The coercion identifying family instance and representation type

As each data instance is represented by its own TyCon, we need to be able to move between the type of the family instance and that of the representation. We do so by an adaptation of the same method used to implement newtypes with coercions (c.f., IntermediateTypes). Newtypes store the coercion moving between representation and abstract type in the field nt_co of the NewTyCon variant of TyCon.AlgTyConRhs, whereas representation types for indexed data types use algTcParent (see above). Newtype coercions are constructed by Coercion.mkNewTypeCoercion, whereas representation types for indexed data types use a similar function Coercion.mkDataInstCoercion, which is invoked by BuildTyCl.buildAlgTyCon iff it is passed family and instance type information.
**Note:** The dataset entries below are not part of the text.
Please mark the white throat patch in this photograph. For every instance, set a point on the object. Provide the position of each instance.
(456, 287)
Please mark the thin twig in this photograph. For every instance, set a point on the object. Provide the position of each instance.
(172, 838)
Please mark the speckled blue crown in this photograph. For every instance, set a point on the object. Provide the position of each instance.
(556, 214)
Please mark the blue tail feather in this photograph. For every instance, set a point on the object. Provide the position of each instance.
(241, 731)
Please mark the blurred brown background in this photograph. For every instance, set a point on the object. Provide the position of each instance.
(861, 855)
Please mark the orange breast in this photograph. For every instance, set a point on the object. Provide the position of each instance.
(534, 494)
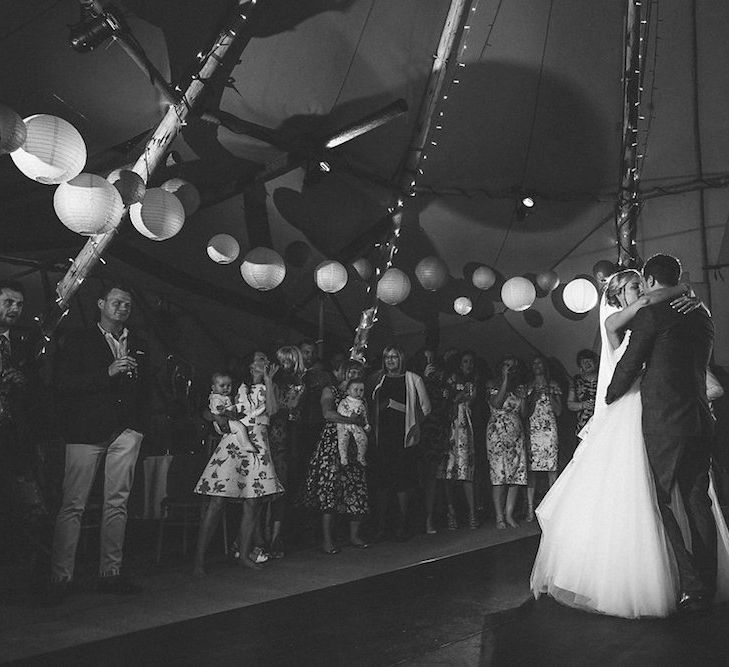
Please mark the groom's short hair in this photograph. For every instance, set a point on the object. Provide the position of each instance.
(665, 269)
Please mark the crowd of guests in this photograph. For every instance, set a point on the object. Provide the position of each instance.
(356, 445)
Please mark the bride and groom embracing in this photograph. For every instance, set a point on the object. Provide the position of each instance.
(633, 527)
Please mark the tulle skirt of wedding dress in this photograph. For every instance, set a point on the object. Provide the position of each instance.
(603, 545)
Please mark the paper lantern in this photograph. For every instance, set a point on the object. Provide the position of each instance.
(603, 270)
(88, 204)
(580, 295)
(483, 277)
(130, 184)
(12, 130)
(330, 276)
(548, 280)
(53, 152)
(432, 273)
(186, 192)
(223, 249)
(393, 287)
(363, 267)
(159, 216)
(518, 293)
(462, 305)
(263, 269)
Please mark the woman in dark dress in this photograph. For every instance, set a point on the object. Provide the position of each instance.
(401, 403)
(331, 488)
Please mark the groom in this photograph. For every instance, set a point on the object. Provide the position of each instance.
(677, 424)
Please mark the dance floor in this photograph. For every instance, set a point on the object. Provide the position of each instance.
(466, 609)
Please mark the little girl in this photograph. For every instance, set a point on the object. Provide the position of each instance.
(241, 468)
(350, 406)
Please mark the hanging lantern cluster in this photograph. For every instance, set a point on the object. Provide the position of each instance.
(88, 205)
(580, 295)
(330, 276)
(223, 249)
(53, 151)
(263, 269)
(159, 216)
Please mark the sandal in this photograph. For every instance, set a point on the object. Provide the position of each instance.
(452, 523)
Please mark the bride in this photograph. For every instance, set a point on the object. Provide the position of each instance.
(603, 545)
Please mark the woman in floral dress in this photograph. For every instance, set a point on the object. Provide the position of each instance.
(331, 488)
(583, 388)
(460, 463)
(241, 467)
(544, 405)
(505, 446)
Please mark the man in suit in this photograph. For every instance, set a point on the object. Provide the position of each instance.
(23, 510)
(677, 423)
(100, 377)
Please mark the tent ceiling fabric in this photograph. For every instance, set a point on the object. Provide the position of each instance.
(538, 107)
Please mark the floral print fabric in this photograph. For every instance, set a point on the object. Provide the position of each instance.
(240, 469)
(543, 439)
(330, 487)
(505, 442)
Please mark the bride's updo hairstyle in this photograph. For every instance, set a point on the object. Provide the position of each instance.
(616, 283)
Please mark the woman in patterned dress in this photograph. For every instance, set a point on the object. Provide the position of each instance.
(505, 442)
(460, 463)
(583, 388)
(331, 488)
(241, 467)
(544, 405)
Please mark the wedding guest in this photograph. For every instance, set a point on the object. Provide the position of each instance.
(239, 469)
(282, 432)
(400, 404)
(543, 405)
(460, 462)
(102, 385)
(505, 441)
(583, 388)
(331, 489)
(24, 519)
(434, 430)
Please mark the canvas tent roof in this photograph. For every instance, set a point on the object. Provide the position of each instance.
(538, 107)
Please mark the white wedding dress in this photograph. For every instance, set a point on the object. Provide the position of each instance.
(603, 545)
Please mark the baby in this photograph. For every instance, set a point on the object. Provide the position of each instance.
(219, 401)
(350, 406)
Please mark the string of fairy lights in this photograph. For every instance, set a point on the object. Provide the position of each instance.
(628, 203)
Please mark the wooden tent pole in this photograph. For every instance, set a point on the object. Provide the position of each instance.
(627, 207)
(154, 153)
(443, 62)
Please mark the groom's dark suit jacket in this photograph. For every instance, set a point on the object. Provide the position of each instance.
(675, 349)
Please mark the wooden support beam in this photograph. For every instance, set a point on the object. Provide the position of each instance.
(153, 154)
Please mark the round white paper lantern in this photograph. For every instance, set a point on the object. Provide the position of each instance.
(580, 295)
(53, 152)
(518, 293)
(223, 249)
(432, 273)
(263, 269)
(12, 130)
(462, 305)
(130, 184)
(483, 277)
(159, 216)
(393, 287)
(88, 204)
(330, 276)
(548, 280)
(186, 192)
(363, 267)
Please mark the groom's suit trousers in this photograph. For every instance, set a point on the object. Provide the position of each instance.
(685, 461)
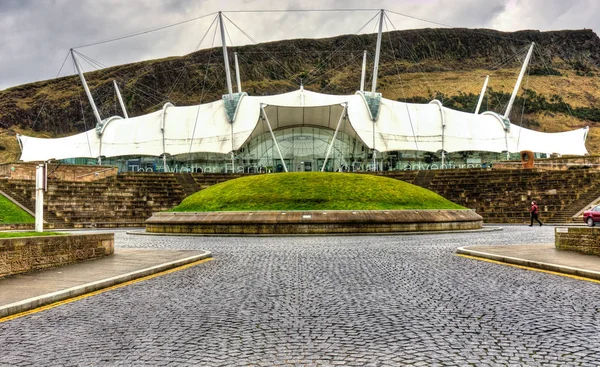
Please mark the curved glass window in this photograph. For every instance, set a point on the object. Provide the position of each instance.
(303, 149)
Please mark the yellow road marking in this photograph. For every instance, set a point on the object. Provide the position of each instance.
(530, 268)
(116, 286)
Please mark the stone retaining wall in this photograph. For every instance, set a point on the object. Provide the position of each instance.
(581, 239)
(24, 254)
(63, 172)
(313, 222)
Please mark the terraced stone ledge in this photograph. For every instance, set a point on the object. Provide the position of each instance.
(313, 222)
(25, 254)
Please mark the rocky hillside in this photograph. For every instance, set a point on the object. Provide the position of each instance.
(559, 93)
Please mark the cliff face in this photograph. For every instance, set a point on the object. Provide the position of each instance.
(416, 65)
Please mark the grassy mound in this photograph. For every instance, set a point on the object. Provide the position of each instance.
(313, 191)
(10, 213)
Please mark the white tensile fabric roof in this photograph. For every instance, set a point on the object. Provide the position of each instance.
(206, 128)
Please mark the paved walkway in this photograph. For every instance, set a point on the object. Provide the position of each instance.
(540, 256)
(24, 292)
(326, 301)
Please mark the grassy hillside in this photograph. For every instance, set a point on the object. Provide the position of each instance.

Representation of equality axioms

Type functions have a number of properties in common with class instances; in particular, they require a machinery for matching type patterns against types, as instance heads do during context simplification. Hence, we probably want some structure similar to InstEnv.Instance for type functions - for instances this is maintained in the field iSpec of TcEnv.InstInfo (for type functions we don't need anything like iBinds as they are pure type-level entities). If possible, it would be ideal if we can reuse (or generalise) some of the matching machinery for instance heads.

The essentials of a module after type checking are in HscTypes.ModGuts; in particular, we have two fields mg_insts :: [Instance] and mg_binds :: [CoreRule] containing all instance heads and all rewrite rules respectively. Similarly, we now want something like mg_tyequa :: [TyEqua] to represent all type equations.

Refined idea: Instead of duplicating the InstInfo/Instance infrastructure for instances of indexed types, we could just add a second variant to InstInfo. This has the advantage that functions, such as tcInstDecls1, still only have to return a list of InstInfo and not two different lists.